Currently, my Virtualmin is pulling a Wildcard LE Cert for my domain. That cert is then passed to other platforms by a scheduled CRON job that calls a script that pushes them to the other devices once a week.
Is it possible to trigger the push script as a post-hook action when the LE cert renews? This would be more efficient than having a CRON job called every week, when the cert renews once every 3 months or so.
Yes, for example:
This looks like it will attempt to run any time any Virtual Server is updated. How can I script it so that when a specific server has it’s SSL cert renewed, it calls two external scripts?
(I was originally hoping I could just add a post-hook to the Acme LE script, but it looks like that’s not an option?)
You check to see what changed in your script.

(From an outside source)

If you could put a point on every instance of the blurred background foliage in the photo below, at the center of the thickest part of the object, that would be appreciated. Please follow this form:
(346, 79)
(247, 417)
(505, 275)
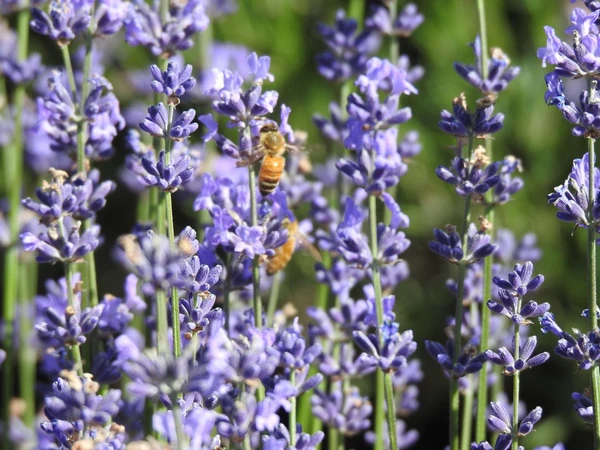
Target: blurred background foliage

That’s shown in the example code.
This line:
if [ "$VIRTUALSERVER_ACTION" = "SSL_DOMAIN" ]; then
That handles the SSL part, but not the specific domain question.
I looked through the documentation, this is my stab at limiting the action to a single domain’s SSL renewal:
if [ "$VIRTUALSERVER_ACTION" = "SSL_DOMAIN" ]; then
if ["$VIRTUALSERVER_DOM" = "aiskon.net"]; then
/root/scripts/deploy-freenas/deploy-freenas.py
/root/scripts/copy-cert.sh
fi
fi
Would this work to call the two scripts, but only for the one domain?
Yes, that looks right, based on my recollection.
You can make it log what it’s doing (just echo whatever info you want to a file, so you can see when it runs and what info it has when it runs). You can print the whole environment to see what all the variables are set to, or whatever specific variables you care about.